There are three advantages of syndrome differentiation based on MRS-MIL. First, compared to the discriminant syndrome differentiation methods, syndrome differentiation based on MRS-MIL can accurately select the representative symptoms to explicitly characterize the features of AIDS syndromes. This will provide reliable evidence for the standardization and objectification of TCM syndrome differentiation. Moreover, since TCM development is a method of empirical medicine, the method of explicit representative symptoms for TCM syndrome is a feasible way to propagate the experience of famous TCM experts. Second, syndrome differentiation based on MRS-MIL can gain good performance even using small samples for patients with AIDS. On the one hand, each patient usually has several AIDS syndromes because of disease complexity. There are some similar symptoms for different AIDS syndromes. The samples labeled with a special syndrome will become relatively small. On the other hand, methods based on small samples are frequently met in clinical research since collecting clinical cases is difficult and costly. Therefore, compared to the state-of-the-art MIL methods with representative instances, syndrome differentiation based on MRS-MIL has better performance even with small samples and hence is more suitable for TCM clinical study. Third, the intrinsic global structure of AIDS symptoms can be revealed by the MR classifier well. Hence, the performance of syndrome differentiation based on MRS-MIL is improved as per the experimental results.

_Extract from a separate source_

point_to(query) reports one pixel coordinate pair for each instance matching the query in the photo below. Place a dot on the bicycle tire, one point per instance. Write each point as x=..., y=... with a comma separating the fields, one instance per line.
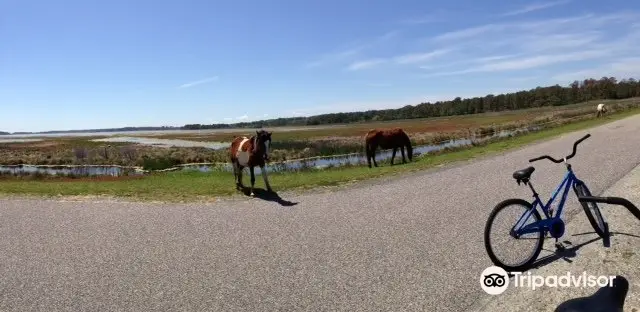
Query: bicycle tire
x=581, y=189
x=487, y=230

The disadvantage of MRS-MIL is that the selected symptoms have the same representative degree for each AIDS syndrome. In the future, MRS-MIL will address the representative degree of selected symptoms to AIDS syndromes.

Conflict of Interests

The authors declare that there is no conflict of interests regarding the publication of this paper.

Acknowledgments

This paper is supported by National Natural Science Foundation of China (Research on Syndrome Differentiation of AIDS based on Graph Theory, no. 81202858), National Key Technology Support Program (Research on TCM Prevention and Treatment of Major Infectious Diseases no. 2012ZX10005009), National Key Technology Support Program (Research on Intervention Evaluation of TCM Health Differentiation no. 2012BAI25B02), and Beijing Key Laboratory of Advanced Information Science and Network Technology (Semantic Recognition of Tongue and Pulse based on Image Content, no. XDXX1306).